Opinioni & Commenti

Televisione e politica: qualche suggerimento per il prossimo governo

di Mauro BanchiniIn quel grande «referendum» per decidere per o contro Berlusconi, lo strumento determinante lo avevamo tutti in casa: l’apparecchio televisivo. È per lo schermo casalingo che è stata costruita l’intera campagna elettorale basata proprio su fattori mediatici. Si doveva portare al voto chi da anni non votata più e convincere gli indecisi: non bianco o nullo, ma un segno. O per Silvio o per Romano. Tutto qui.

Nei paesi e nei quartieri, un tempo ci pensavano gli attivisti di partito che non erano ridotti a comitati elettorali. Adesso vincono i faccia a faccia tv dove i trucchi della demagogia mediatica (interruzioni polemiche al momento giusto, espressioni del viso, battutacce, volti abbronzati, corpi palestrati, capelli rinati) dominano sulla concretezza e sulla verità. Il uots ameriga di Albertone ha vinto alla grande.

Basta pensare all’ultimo scontro Berlusconi/Prodi e all’importanza di una battuta (se mi votate, abolirò l’Ici). Basta pensare al ruolo decisivo che nelle ultime ore ha avuto, rivelandosi determinante, la paura delle tasse anch’essa sapientemente veicolata attraverso i media: come scordare l’insistenza della domanda (ma che vuol dire parecchi milioni di euro? Dacci una cifra precisa) posta a un imbarazzato Rutelli da un determinato Gasparri a sostegno mediatico del sospetto mediatico posto da Berlusconi (se votate a sinistra, quelli vi aumentano le tasse). Altro che valori cristiani o salvaguardia della famiglia!

Un ruolo decisivo se lo sono preso i sondaggi pre-elettorali e i famosi exit pool. Chi, nella tragicomica nottata fra lunedì e martedì, ha cercato lumi nel digitale di Sky, si è imbattuto in un furente Gasparri che se la prendeva proprio con i sondaggisti. L’ora era tarda, lui era davvero arrabbiato e a un certo punto gli è scappata la verità: i sondaggisti – ha ammesso – sono pagati dai partiti per farsi raccontare ciò che i partiti vogliono sapere. In effetti questo dubbio era già venuto, ma sentirselo spiattellare proprio dall’ex ministro delle comunicazioni un po’ di effetto lo fa. E allora come levarsi il dubbio che queste votazioni siano state inquinate proprio da un uso populistico di una sondaggite fatta ad arte per manipolare gli elettori, in particolare quelli meno provveduti, grazie al potere mediatico?
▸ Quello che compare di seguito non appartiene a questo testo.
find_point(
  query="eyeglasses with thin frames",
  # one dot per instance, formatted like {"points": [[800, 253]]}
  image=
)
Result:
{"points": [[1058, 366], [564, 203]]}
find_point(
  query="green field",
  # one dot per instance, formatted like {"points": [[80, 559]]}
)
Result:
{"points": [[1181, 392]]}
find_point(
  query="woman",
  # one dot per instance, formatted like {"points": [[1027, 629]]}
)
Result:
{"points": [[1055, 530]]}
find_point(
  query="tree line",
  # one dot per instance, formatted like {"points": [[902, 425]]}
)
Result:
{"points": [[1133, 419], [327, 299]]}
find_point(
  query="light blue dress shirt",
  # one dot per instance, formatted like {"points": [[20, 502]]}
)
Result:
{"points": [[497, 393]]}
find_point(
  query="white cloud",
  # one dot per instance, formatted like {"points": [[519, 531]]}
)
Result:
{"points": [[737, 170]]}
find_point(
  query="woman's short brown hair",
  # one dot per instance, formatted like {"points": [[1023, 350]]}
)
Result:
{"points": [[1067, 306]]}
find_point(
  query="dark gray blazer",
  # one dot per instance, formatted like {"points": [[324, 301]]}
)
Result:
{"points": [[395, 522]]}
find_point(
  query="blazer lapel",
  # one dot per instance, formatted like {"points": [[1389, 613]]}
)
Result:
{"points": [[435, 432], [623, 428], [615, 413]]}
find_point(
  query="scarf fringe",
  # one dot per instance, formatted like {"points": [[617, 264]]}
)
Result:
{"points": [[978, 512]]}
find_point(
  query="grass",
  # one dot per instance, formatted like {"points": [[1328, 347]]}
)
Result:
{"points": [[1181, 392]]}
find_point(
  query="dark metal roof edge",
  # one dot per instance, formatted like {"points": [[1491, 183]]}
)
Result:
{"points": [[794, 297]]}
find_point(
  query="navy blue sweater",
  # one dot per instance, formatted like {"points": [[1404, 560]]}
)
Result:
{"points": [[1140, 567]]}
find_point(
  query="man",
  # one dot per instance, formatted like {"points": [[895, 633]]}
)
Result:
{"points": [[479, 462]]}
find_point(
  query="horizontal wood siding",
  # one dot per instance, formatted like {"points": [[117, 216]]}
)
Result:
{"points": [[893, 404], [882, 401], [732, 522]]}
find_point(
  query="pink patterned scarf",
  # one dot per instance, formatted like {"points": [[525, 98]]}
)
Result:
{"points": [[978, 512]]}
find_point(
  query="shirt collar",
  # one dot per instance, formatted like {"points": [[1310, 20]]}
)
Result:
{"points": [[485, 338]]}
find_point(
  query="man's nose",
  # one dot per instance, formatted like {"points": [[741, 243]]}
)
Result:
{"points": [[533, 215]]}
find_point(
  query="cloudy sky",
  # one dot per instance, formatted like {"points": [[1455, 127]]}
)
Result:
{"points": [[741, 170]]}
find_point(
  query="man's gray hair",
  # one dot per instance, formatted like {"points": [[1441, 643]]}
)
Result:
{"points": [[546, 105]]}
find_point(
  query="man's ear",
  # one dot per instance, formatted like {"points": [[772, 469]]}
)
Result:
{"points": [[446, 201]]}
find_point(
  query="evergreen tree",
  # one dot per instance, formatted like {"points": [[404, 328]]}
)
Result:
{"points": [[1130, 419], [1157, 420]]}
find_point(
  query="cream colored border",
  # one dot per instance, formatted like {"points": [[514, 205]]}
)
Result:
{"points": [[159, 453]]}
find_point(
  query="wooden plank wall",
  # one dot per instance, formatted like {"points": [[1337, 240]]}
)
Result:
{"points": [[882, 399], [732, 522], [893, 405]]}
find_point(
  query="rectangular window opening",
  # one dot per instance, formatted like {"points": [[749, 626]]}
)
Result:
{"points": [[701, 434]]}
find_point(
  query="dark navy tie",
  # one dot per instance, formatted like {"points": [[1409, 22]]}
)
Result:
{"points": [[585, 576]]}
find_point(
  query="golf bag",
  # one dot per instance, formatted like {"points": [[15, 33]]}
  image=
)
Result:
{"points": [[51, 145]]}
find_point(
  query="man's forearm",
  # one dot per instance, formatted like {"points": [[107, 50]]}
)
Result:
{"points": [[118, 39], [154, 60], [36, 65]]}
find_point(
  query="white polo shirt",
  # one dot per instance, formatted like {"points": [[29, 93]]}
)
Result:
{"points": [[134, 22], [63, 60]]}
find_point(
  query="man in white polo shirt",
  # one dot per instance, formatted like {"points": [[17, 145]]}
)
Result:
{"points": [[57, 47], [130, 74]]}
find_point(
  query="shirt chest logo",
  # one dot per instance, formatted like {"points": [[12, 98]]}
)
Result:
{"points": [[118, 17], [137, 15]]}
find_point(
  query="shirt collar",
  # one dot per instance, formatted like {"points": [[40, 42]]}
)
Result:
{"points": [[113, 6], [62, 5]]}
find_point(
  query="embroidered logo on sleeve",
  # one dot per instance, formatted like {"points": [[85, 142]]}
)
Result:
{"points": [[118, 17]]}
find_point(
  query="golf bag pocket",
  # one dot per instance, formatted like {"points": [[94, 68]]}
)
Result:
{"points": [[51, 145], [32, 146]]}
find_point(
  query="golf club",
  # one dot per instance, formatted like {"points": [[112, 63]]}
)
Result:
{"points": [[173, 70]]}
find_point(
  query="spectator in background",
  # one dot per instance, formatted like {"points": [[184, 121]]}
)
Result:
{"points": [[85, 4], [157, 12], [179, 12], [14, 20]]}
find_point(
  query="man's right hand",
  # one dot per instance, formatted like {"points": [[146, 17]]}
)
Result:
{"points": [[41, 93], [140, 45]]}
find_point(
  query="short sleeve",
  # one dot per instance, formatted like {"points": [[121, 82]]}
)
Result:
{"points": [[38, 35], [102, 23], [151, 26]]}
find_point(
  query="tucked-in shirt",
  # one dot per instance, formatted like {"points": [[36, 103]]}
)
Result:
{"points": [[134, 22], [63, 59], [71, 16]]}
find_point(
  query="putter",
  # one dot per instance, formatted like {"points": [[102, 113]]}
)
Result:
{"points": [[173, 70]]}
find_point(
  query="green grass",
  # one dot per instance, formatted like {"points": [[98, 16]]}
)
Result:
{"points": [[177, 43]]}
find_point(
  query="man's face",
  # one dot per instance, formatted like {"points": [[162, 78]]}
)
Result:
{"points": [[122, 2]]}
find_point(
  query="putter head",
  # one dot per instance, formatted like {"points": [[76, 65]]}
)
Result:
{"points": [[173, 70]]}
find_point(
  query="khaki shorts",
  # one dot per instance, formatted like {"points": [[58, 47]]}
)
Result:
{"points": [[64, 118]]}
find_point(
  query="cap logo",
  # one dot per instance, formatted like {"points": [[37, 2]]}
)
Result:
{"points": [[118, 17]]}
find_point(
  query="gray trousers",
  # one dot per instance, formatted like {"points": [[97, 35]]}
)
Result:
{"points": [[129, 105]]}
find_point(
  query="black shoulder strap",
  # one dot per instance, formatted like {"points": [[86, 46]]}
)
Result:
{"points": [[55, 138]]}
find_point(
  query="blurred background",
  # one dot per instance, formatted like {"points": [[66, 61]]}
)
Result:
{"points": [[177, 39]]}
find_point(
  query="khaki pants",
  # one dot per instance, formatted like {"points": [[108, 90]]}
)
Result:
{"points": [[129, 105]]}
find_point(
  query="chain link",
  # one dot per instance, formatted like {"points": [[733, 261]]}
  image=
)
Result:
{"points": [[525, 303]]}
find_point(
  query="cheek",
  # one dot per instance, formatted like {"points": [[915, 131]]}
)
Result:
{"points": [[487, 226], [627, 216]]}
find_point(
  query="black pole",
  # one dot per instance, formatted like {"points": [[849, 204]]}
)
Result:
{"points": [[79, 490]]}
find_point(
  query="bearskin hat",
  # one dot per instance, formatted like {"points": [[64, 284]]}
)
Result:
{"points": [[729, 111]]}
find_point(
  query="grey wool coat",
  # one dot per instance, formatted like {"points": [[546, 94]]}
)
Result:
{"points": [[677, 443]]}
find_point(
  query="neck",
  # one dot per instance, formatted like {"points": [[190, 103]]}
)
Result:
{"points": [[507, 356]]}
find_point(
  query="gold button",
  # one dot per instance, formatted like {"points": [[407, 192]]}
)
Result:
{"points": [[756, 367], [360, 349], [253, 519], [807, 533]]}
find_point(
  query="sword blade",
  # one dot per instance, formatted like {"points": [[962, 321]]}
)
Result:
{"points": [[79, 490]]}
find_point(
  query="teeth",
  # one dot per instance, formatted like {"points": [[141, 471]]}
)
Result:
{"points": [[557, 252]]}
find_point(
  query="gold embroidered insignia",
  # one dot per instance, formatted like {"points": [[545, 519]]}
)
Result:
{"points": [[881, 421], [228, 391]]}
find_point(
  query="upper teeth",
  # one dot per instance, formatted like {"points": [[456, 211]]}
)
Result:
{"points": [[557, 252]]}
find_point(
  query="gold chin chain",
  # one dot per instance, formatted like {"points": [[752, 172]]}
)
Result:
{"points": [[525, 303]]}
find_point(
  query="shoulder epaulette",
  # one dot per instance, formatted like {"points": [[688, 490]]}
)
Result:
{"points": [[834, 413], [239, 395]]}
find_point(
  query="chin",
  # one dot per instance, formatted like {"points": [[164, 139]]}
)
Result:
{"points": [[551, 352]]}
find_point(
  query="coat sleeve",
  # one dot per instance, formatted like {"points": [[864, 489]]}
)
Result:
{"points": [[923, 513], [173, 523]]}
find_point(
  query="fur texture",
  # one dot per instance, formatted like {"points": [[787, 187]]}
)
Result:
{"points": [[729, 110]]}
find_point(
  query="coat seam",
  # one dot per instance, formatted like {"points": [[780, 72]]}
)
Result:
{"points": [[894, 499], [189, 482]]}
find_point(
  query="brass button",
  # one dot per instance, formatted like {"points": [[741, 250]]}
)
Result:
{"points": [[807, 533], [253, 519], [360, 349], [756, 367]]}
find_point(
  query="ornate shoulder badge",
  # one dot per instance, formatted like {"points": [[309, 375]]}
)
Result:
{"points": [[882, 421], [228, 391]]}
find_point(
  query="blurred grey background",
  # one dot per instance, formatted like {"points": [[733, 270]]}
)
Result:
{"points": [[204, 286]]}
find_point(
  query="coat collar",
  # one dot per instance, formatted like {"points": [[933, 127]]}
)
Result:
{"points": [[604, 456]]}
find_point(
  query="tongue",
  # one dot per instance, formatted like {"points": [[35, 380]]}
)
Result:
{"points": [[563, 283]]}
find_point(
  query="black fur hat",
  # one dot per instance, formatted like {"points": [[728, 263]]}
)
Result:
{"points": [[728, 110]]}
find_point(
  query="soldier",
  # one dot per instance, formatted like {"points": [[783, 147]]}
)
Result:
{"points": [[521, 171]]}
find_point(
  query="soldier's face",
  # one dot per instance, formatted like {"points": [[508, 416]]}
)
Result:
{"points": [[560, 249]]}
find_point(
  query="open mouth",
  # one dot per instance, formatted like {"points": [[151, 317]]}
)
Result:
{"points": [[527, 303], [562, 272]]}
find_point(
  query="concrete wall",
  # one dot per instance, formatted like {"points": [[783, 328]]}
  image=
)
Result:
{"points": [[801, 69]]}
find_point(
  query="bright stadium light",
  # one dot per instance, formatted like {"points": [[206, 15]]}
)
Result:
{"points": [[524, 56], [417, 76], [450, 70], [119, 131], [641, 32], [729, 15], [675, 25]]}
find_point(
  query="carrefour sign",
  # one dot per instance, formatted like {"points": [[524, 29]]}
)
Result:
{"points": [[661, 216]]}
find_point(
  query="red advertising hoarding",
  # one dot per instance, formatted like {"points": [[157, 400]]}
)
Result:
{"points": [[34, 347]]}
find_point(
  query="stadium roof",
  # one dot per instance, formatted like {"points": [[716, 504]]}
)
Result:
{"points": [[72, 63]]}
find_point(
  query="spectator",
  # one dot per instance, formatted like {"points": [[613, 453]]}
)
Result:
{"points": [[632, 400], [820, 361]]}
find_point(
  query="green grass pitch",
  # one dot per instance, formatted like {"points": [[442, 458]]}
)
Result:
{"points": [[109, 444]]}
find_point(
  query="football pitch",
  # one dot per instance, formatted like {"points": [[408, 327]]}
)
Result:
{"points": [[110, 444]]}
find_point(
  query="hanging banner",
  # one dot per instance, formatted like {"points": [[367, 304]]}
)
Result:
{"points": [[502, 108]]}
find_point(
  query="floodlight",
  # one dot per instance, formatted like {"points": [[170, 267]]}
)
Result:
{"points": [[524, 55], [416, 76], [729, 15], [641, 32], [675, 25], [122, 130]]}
Cosa chiedere al nuovo governo in materia televisiva? Proviamoci sulle cose … piccole.

1) Abolire gli exit pool. Non si capisce proprio l’importanza di spendere milioni di euro soltanto per il gusto di conoscere subito, alla chiusura dei seggi, chi ha vinto e chi ha perso, quando basta aspettare qualche ora per avere il risultato ufficiale.

2) Dimezzare gli spazi pubblicitari in tutte le reti televisive. È un po’ come per le armi: nel mondo ce ne sono talmente tante che se si decidesse di farne fuori in modo bilanciato qualche tonnellata, gli equilibri non cambierebbero. Pensate dunque che bellezza se un programma tv, invece di essere interrotto quattro volte con quaranta spot, fosse interrotto «solo» due volte con venti spot.

3) Assegnare all’azionariato popolare almeno una delle reti Rai, sia radio che televisione, togliendo dalle scatole in modo totale la pubblicità.

4) Destinare un ics per mille del fatturato pubblicitario a una seria azione di media education. Tanto più cresce, negli spettatori, la consapevolezza su un uso critico dei media tanto meglio è per una cittadinanza adulta.

5) Restituire dignità ai dibattiti politici. Basta con le contaminazioni fra ministri e ballerine, con i ministri impegnati a fare il sugo o a tirarsi le torte in faccia. Torniamo alla banalità dei (noiosi?) confronti politici dove la politica torna a essere quello che è. Una cosa seria.